G22.2590 - Natural Language Processing -- Spring 2005 -- Prof. Grishman

Assignment #7

1.  (3 points) Try your chunkPatterns from Assignment #6 on an article from the Washington Square News.   Save this article in the data directory as "article.txt".  Take the pattern set(s) you used for Assignment #6, and change
add [constit type=ngroup]
add [ngroup]
so that the noun groups will be a distinguished type of annotation (this is necessary for scoring).  Use the following properties file ("chunk-art.jet"):

# JET properties file
#   apply chunkPatterns to article.txt
Jet.dataPath         = data
Tags.fileName        = pos_hmm.txt
Pattern.fileName1    = chunkPatterns.txt
JetTest.fileName1    = article.txt
processSentence      = tokenize, tagJet, pat(chunks)
WriteSGML.type       = ngroup

Then run your pattern set on the article, following the instructions for Processing Documents in Jet; the properties file will write out the document (as file "response-article.txt") with the ngroup annotations marked in an XML notation.  Score the resulting annotations against the key file following the instructions for Using the Jet SGML Scorer.

Compare the scores with and without the change to the pattern set which you made for Assignment #6.  If your change was not very successful in improving the score, try another

We will give a small extra credit for additional, linguistically motivated enhancements which further improve the noun group score.  Such improvements should have some generality ... not coded just to handle a specific example in the WSN article.

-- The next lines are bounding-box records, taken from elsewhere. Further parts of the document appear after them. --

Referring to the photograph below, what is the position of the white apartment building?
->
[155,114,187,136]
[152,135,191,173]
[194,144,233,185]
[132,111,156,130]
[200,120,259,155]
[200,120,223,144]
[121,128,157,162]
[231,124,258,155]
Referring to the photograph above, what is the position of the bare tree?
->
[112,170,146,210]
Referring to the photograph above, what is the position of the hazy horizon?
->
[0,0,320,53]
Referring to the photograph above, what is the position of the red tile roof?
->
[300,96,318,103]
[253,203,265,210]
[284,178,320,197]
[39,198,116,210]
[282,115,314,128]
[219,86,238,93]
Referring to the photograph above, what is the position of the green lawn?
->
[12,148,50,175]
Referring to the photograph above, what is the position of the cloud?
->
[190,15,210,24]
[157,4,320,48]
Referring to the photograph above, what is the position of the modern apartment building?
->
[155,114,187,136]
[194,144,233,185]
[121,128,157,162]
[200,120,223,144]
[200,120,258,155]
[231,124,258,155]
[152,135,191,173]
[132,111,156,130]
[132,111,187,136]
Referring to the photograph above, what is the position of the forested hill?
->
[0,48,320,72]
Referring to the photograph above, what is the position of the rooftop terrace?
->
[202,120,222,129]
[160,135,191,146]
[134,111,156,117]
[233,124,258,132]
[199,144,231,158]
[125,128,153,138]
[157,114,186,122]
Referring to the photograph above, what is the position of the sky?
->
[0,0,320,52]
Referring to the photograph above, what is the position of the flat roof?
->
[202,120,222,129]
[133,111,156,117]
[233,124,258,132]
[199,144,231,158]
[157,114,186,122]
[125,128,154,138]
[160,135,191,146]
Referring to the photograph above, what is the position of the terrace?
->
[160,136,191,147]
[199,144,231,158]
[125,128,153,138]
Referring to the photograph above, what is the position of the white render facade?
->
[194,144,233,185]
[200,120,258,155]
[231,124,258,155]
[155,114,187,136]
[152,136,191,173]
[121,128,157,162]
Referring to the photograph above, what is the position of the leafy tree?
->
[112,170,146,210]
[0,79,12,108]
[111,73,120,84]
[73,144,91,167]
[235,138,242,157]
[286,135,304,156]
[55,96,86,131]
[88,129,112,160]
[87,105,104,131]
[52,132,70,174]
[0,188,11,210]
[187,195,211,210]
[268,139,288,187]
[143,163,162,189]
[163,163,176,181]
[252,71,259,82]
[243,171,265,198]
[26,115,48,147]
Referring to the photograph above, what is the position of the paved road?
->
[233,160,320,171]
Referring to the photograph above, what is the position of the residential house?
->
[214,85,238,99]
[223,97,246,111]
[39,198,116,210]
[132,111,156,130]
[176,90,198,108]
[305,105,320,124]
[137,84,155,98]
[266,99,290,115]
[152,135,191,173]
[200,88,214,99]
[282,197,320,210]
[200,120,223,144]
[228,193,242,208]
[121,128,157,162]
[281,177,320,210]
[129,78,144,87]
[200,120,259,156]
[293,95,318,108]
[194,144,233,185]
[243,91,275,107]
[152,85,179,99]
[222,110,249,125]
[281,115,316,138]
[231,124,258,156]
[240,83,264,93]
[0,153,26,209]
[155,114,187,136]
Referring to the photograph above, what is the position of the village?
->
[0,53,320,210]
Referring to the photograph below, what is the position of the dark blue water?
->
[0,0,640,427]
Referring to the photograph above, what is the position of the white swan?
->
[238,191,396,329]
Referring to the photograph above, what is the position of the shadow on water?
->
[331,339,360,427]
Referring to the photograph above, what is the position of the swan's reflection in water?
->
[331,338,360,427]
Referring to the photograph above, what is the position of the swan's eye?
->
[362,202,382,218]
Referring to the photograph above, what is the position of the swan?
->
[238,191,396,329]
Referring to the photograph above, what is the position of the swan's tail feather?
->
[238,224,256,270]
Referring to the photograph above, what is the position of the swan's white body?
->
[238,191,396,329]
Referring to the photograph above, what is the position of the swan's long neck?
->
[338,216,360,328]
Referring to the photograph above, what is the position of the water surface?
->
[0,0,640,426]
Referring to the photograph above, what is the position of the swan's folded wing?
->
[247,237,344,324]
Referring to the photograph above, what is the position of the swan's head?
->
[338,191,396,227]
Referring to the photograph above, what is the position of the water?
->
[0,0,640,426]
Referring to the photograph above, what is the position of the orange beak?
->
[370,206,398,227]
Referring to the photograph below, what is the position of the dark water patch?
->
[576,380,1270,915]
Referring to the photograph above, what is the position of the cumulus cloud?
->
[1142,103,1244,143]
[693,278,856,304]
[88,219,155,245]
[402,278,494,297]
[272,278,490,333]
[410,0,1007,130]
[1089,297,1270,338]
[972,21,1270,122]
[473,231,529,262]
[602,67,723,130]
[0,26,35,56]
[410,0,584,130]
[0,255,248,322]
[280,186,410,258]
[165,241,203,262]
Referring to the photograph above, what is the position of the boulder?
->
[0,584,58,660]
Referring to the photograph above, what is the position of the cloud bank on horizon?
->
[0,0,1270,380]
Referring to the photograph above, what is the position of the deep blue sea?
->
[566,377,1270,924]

2. (1.5 points)  Rerun your experiment using the MUC named entity tagger provided with Jet (command "tagNames").  This will require small changes to the properties file and chunk patterns.  Your proper-name pattern should now look for ENAMEX annotations produced by the NE tagger.  Report your scores with the (otherwise) original chunkPatterns and the chunkPatterns with your other modifications.

Due April 4th.